How severe does this issue affect your experience of using Ray?
- Medium: It contributes to significant difficulty to complete my task, but I can work around it.
I am currently using xgboost_ray to train models. The memory usage on the dashboard seems very confusing to me. For example, the total memory used on the node is around 54.91GB. However, when you expand it, the breakdown memory usage is less than 3 GB. I logged on the server and check the memory usage of ray processes. 3GB seems more reasonable. So where does the 54.91GB come from?
I am currently using ray 2.9.3
It might be due to the object store memory. Has the object store memory been used?
Yes, the object store memory has been used while jobs were running. It was around 10GB per Node, which is still way below 54.91GB. Also. below is a snapshot with no job running. There is almost no object store memory being used, but memory still takes up 51.91GB. This is aligned with the previous snapshot that has ~3GB for running jobs and 54.91GB in total.
As the tooltip said, once object store is used, it’ll will hold the memory. Even though the current object store memory usage is almost 0, it is stilling holding the memory.
If you check the memory usage on this host, can you see the shared memory?
The snapshot shows the memory usage on the host. When you say the shared memory, do you mean all SHR of processes related to raylet and python3.9…?
At this moment, there is roughly 24 GB occupied showing on the dashboard.
A follow-up question is how do I free those memories since they are not used by any jobs?

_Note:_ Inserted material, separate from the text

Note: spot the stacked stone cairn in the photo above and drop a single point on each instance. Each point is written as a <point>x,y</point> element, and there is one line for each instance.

cc @sangcho for how to free them up
If all jobs are done, why does Ray try to hold those object store? It seems not very memory efficient. Are there any configurations to avoid such a pattern?
If all jobs are done, why does Ray try to hold those object store? It seems not very memory efficient
Checked with other Ray engs. I think this is possible but it’s a very hard memory recycling problem especially when discontinuous memory space is still occupied by some objects.
Unfortunately, I don’t think this is something that can be fixed in the short term.
So what’s the recycling policy for ray? Would those object store be kept in memory forever?
The memory will be reserved for object store once used until the node is shut down I believe.